It's a great parallel game for couples and families travelling together — kids especially love a 'things to spot' list that gives them ownership over the trip. Adults play because the squares catch the small absurdities of being a tourist that get lost in the photos.
When to use it
- Multi-city European trips where each city has the same shape (church, museum, coffee, walk).
- Family road trips, especially in the back-seat-with-kids configuration.
- Tour-group holidays where the itinerary is fixed and the tropes are predictable.
- Solo backpacking trips — a way to commit to leaving the hostel.
- Train journeys across countries where the window provides squares.
Hosting tips
- Use a 5×5 card and play across the whole trip rather than a single day. A trip-length card keeps the energy across travel days.
- Mix achievable squares (ate a local pastry, took a sunset photo) with stretch squares (made a friend, swam somewhere unexpected, talked to a local in their language).
- For kids, include physical-spotting squares (specific landmarks, animals, vehicles). Gets them looking out the window instead of at a screen.
- Photograph the marked card at the end of the trip — it becomes a memory artefact alongside the photos.
Variations
- Road trip bingo — squares are specific to driving: state signs, road conditions, gas-station tropes.
- Foreign-city bingo — squares are tourist tropes: menu confusion, accidental ordering of something unexpected, getting lost looking at a paper map.
- Train-window bingo — squares are things to spot from the train (cows, rivers, abandoned factories, the station you didn't realise was your stop).
- Backpacker bingo — hostel-themed squares (snoring dorm-mate, lost towel, the inevitable shared dinner).
What's on the card
All 30 prompts included on this card:
- · Gas station stop
- · Someone falls asleep
- · "Are we there yet?"
- · Fast food drive-through
- · See a license plate from another state
- · Road construction
- · Rest area stop
- · Sing-along starts
- · Backseat argument
- · Wrong turn taken
- · Beautiful scenic view
- · See a truck with funny name
- · Someone needs a bathroom
- · Speed limit changes
- · Snack bag opens
- · See a bumper sticker
- · Toll booth
- · See an animal on the road
- · Phone signal lost
- · Traffic jam
- · Someone complains about temperature
- · Bridge crossing
- · See a motorcycle
- · GPS recalculates
- · See a funny road sign
- · Pass a tractor
- · Sunset or sunrise
- · Someone asks to change music
- · Car game gets competitive
- · See an RV or camper
Questions people ask
How is this different from Flight Bingo or Camping Bingo?

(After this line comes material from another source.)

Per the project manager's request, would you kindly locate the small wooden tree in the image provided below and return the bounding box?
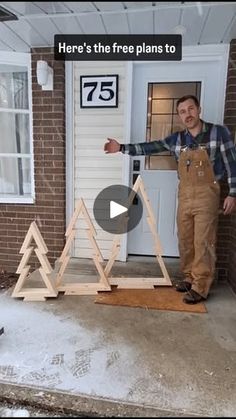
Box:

Travel Bingo is the broader card for a whole trip — flight is a sub-card for the journey leg, camping is a sub-card for outdoor stays. A long trip can run all three in parallel.
Can kids play in the car?
Yes — that's a classic road-trip use. Kids get cards with car-window squares (specific colours of car, license plates, road signs) and mark them as you drive. Keeps the "are we there yet" down by 40%.